Robot & Frank is a weird, winning little movie that explores what happens to the essential self as one's memory fades. Oh, and it's a heist picture. With robot butlers. I don't think I've ever seen anything quite like it.
A hulk of peevishness and lost purpose, Frank (Frank Langella) is a former - if not quite reformed - cat burglar. Long divorced and semi-estranged from his two grown children, he lives alone in upstate New York in what the film calls "the near future." His house is a mess, and his mind, it appears, is in a similar state of disarray. He often walks into town to have lunch at a long-closed diner - "I ate there last week," he puzzles anew, the disappointment always fresh - and he shoplifts from the chichi bath shop that's replaced it. When the proprietor screeches at him, "Who is responsible for you?" you have to wonder, who is responsible for Frank?
Soon enough, a robot (voiced by Peter Sarsgaard) becomes the responsible party. It's actually a "health-care aide" Frank's son (James Marsden) brings in to monitor Frank's diet and restore order to his days. At first Frank can't stand the thing - a bit of a clunker, it looks like a life-size Lego Stormtrooper, and it's always nattering about organic greens - but then Frank figures out that it would make one heck of an accomplice in his newest breaking-and-entering scheme.

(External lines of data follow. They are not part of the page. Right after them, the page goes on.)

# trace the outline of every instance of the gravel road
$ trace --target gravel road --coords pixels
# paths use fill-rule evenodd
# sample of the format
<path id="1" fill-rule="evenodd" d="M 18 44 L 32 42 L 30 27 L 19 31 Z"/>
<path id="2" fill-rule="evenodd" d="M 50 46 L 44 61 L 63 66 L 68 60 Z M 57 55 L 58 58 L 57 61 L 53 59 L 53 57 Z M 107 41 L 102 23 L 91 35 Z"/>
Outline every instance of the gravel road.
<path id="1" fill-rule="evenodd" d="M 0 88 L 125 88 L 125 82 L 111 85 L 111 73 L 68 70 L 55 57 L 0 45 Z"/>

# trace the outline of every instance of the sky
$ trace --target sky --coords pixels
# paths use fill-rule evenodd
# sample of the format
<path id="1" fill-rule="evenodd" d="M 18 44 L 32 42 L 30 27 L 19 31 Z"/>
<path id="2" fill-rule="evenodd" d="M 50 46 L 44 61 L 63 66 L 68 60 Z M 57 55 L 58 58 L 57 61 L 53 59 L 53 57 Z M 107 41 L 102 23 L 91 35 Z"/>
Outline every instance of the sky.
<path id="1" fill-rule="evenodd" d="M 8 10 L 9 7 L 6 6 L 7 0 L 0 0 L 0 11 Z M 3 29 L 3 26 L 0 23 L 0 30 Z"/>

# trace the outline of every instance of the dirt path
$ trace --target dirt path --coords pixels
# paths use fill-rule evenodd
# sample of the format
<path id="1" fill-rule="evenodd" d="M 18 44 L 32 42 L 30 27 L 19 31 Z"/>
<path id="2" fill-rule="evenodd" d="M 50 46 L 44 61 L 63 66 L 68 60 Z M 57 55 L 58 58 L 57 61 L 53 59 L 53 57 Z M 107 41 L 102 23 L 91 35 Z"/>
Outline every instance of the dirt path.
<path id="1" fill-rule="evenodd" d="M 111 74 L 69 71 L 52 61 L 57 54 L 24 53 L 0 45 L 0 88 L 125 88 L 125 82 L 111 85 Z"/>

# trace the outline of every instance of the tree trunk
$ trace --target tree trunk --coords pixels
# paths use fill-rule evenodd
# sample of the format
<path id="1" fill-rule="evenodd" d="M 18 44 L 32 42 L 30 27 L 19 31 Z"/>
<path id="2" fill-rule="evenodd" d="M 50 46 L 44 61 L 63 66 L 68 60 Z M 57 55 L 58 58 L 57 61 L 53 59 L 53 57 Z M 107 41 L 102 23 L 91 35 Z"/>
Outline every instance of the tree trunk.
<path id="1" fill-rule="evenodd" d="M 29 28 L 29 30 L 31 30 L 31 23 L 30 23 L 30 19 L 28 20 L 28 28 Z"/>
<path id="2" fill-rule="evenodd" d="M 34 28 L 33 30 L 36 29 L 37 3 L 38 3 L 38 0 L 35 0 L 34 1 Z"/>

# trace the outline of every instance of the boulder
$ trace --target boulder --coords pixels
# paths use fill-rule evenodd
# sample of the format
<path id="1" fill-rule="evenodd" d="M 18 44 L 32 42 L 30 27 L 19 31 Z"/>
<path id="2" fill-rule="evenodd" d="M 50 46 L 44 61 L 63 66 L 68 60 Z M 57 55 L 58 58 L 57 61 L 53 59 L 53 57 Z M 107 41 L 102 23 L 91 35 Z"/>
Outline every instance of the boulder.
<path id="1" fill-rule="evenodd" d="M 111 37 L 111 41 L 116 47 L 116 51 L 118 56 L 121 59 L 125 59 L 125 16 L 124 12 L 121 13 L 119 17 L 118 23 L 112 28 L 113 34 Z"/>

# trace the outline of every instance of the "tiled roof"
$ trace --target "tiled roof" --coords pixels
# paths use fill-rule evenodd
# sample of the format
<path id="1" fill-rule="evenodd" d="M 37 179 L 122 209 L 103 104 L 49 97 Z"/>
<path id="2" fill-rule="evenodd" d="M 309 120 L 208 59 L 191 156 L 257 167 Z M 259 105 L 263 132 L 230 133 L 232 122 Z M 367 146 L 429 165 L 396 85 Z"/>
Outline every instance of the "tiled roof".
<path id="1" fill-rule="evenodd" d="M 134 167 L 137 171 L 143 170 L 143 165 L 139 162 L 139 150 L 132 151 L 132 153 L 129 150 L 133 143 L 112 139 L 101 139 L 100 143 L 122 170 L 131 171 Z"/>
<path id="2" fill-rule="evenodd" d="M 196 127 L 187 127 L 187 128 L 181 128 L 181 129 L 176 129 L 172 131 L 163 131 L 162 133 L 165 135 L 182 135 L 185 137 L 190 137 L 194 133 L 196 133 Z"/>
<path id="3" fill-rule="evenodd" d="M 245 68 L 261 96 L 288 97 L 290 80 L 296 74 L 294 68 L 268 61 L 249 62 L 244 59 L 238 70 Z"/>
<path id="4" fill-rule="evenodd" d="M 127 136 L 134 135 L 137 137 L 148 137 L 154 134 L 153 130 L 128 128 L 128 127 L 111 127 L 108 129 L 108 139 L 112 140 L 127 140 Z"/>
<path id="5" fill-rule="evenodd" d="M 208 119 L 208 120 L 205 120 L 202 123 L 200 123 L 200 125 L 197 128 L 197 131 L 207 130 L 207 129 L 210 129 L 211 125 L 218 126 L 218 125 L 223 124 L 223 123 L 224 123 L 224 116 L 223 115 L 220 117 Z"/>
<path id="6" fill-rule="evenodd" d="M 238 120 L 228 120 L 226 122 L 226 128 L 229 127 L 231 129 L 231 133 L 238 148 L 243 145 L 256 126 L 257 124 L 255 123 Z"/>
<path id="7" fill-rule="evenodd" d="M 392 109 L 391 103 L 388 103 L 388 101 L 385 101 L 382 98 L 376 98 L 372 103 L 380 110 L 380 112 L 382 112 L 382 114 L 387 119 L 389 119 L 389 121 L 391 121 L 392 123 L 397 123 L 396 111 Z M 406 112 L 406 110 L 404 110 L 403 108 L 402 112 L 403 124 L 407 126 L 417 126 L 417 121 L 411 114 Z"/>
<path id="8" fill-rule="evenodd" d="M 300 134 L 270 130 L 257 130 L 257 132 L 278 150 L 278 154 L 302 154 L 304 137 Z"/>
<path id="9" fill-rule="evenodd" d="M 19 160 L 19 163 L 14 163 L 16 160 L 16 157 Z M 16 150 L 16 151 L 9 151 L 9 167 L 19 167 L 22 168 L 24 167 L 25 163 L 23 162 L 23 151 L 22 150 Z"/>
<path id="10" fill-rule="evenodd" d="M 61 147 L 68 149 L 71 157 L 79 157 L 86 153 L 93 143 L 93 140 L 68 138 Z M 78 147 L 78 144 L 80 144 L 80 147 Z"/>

Robot & Frank doesn't dwell upon its futuristic setting. The technology on display, including a library-helper robot ostensibly modeled after a file cabinet on wheels, has a charming first-generation feel, and Francis and the Lights' score of original electronica recalls the "this-is-the-future!" soundscape of many '80s movies and their goofily dated-looking hovercrafts and ray guns. This movie's future is less a setting than a thematic concern of Christopher D. Ford's nuanced script: The robot gives lost-in-the-past Frank a reason to look forward to tomorrow.